Over the last dozen years, the view from Gemima Mukashyaka’s small coffee garden in the lush emerald-green hills of southwestern Rwanda has changed.
In 1994, after the genocide that killed 800,000 people, it was a site of devastation, chaos and abandonment. Five years ago, when worldwide coffee prices spiraled downward, her neighbors in the densely populated region near Butare were uprooting their coffee trees and planting quick-growing food crops to survive.
But today, there is a clean coffee processing station nearby, and sprouted around it are two restaurants, a pharmacy, a bank, six hair salons, and just last week, the village’s first Internet cafe.
“My coffee gave me hope for a better future,” Mukashyaka, 29, said. At last harvest, her coffee, sold through a farmers’ cooperative to a roaster of premium coffee in the US, fetched three times the price it did five years ago.
Rwanda, a tiny East African country recently rent by a famously savage civil war, has found hope in that most colonial of crops: coffee. By riding booming demand in the developed world for specialty brews — and to a certain extent by turning its own challenges to its advantage — Rwanda has made premium-coffee growing a national priority. That has not only brought in a trickle of money to a country with little else to trade, but provided a stage on which one-time blood enemies can reconcile their terrible history.
“By improving the quality of their coffee, about 40,000 of Rwanda’s 500,000 coffee farmers have at least doubled their incomes,” said Kevin Mullally, who runs the office of the US Agency for International Development, or AID, in Kigali, the Rwandan capital. “Coffee has played a crucial role in the positive changes in Rwanda.”
Since 2001, AID has invested US$10 million in helping Rwandans improve the quality of their coffee, mainly by providing farmers’ cooperatives and small entrepreneurs with financing for washing stations and training in their use. The Rwanda government’s goal is to make all coffee produced in the country specialty coffee by next year.
At the washing stations, or wet mills, farmers clean, sort, pulp and dry coffee cherries — the bright red berrylike fruit produced by coffee trees.
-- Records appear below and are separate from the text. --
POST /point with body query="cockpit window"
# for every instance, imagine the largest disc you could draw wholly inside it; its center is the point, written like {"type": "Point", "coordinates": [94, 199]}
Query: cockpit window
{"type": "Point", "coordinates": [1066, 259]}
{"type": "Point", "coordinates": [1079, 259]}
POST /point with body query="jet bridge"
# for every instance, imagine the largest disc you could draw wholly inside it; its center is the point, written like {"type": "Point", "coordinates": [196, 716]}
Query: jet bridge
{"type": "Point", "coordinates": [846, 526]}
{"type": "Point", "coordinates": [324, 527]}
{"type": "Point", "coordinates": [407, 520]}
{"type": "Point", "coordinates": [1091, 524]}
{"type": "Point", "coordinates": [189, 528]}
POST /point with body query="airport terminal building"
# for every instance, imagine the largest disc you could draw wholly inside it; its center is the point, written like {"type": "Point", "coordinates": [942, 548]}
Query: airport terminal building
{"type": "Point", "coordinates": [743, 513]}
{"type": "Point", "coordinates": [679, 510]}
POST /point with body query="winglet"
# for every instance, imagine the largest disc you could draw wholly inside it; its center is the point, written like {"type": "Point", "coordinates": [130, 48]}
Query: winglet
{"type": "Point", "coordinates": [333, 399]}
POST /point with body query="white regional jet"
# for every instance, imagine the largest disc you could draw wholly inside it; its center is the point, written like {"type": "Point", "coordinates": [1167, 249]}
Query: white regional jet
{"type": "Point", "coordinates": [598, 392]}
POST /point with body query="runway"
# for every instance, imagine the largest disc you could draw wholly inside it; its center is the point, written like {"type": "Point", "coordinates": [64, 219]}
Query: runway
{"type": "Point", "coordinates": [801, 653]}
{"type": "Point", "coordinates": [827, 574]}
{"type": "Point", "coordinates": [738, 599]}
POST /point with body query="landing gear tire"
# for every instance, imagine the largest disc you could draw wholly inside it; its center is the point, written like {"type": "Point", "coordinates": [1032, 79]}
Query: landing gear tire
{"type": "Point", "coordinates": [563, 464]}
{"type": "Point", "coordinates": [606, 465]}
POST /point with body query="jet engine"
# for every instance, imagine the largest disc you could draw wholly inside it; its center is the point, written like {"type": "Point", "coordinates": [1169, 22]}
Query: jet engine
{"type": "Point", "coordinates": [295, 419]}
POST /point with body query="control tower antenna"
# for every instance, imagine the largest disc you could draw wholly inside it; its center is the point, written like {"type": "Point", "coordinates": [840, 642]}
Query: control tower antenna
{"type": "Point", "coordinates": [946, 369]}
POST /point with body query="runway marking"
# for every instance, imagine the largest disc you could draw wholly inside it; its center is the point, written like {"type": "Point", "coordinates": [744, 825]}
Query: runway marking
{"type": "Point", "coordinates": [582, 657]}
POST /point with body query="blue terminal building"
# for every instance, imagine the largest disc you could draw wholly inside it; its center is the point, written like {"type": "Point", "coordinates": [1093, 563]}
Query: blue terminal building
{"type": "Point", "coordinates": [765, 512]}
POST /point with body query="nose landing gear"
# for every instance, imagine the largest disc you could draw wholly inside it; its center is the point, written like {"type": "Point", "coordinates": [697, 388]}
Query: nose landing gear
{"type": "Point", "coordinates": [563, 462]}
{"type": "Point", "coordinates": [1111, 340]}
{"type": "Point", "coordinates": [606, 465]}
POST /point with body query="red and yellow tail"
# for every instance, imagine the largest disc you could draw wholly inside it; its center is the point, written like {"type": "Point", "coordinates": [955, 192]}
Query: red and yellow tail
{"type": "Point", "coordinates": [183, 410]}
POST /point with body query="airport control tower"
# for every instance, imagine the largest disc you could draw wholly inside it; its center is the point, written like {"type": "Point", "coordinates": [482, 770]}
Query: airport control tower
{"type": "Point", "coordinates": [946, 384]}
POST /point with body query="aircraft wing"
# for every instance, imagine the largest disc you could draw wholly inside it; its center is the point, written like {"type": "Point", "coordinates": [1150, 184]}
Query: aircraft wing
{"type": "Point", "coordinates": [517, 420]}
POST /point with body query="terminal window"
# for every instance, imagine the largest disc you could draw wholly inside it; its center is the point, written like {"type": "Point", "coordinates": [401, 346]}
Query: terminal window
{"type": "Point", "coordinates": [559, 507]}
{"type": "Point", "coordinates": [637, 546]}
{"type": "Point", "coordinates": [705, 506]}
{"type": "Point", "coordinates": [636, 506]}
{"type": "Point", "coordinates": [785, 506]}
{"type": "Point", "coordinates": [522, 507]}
Then the beans, or seeds, that they contain can be sold to the lucrative specialty market, where demand and prices remain relatively high even when conventional coffee prices dip.
The big canned coffee companies currently pay about US$2.20 a kilogram for C-grade coffee beans, while the higher-grade specialty coffees preferred by Starbucks, Green Mountain and other chains generally fetch about $3.30 a kilogram or more. In Rwanda, premium roasters will pay as much as $7.70 a kilogram for the best beans.
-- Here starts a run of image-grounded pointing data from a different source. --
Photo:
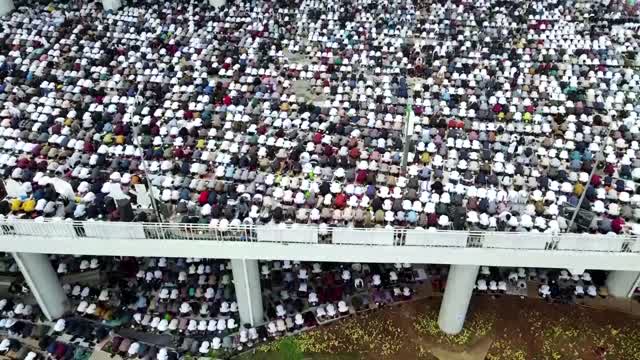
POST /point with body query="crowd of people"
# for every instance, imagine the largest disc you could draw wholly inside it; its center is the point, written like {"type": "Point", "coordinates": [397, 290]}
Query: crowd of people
{"type": "Point", "coordinates": [161, 308]}
{"type": "Point", "coordinates": [169, 308]}
{"type": "Point", "coordinates": [506, 113]}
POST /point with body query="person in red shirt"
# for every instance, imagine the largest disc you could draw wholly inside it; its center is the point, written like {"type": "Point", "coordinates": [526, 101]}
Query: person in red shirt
{"type": "Point", "coordinates": [203, 197]}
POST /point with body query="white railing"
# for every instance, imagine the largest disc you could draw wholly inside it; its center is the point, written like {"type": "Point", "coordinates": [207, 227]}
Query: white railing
{"type": "Point", "coordinates": [305, 234]}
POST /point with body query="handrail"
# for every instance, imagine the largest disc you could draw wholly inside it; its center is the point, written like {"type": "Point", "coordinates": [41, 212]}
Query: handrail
{"type": "Point", "coordinates": [313, 234]}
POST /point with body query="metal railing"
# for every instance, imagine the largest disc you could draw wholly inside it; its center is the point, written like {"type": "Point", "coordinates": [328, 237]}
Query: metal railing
{"type": "Point", "coordinates": [306, 234]}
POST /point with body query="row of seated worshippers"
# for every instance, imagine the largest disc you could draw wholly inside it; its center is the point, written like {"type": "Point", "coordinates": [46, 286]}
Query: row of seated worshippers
{"type": "Point", "coordinates": [15, 349]}
{"type": "Point", "coordinates": [551, 284]}
{"type": "Point", "coordinates": [29, 338]}
{"type": "Point", "coordinates": [130, 349]}
{"type": "Point", "coordinates": [300, 117]}
{"type": "Point", "coordinates": [301, 295]}
{"type": "Point", "coordinates": [159, 295]}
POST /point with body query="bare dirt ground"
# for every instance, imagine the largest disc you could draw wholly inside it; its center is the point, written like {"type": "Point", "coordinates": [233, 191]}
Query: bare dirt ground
{"type": "Point", "coordinates": [507, 328]}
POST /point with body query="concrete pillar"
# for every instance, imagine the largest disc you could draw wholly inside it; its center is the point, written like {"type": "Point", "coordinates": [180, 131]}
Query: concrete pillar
{"type": "Point", "coordinates": [246, 280]}
{"type": "Point", "coordinates": [112, 5]}
{"type": "Point", "coordinates": [217, 3]}
{"type": "Point", "coordinates": [6, 6]}
{"type": "Point", "coordinates": [43, 282]}
{"type": "Point", "coordinates": [457, 294]}
{"type": "Point", "coordinates": [622, 283]}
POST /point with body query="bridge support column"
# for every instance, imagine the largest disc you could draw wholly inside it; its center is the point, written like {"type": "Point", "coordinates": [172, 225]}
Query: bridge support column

When these prices are paid to cooperatives, instead of to private dealers, the profits go directly to farmers, 20 percent of whom are widows and orphans because of the genocide. In the US, specialty coffee has generally accounted for 15 percent of the market, but 40 percent of the revenue (currently US$11 billion, up from US$7.6 billion in 2000), so roasters are eager to develop relationships with cooperatives that can deliver consistently high-quality coffee.
Rwanda is still a desperately poor country, with a per-capita economic output of only US$1,500. Sixty percent of Rwandans live below the poverty line, and even though 90 percent are engaged in subsistence agriculture food production has not kept pace with the population growth. Rwanda is a landlocked country that is the most densely populated in Africa, 8.6 million people in an area slightly smaller than Maryland. The country has few natural resources.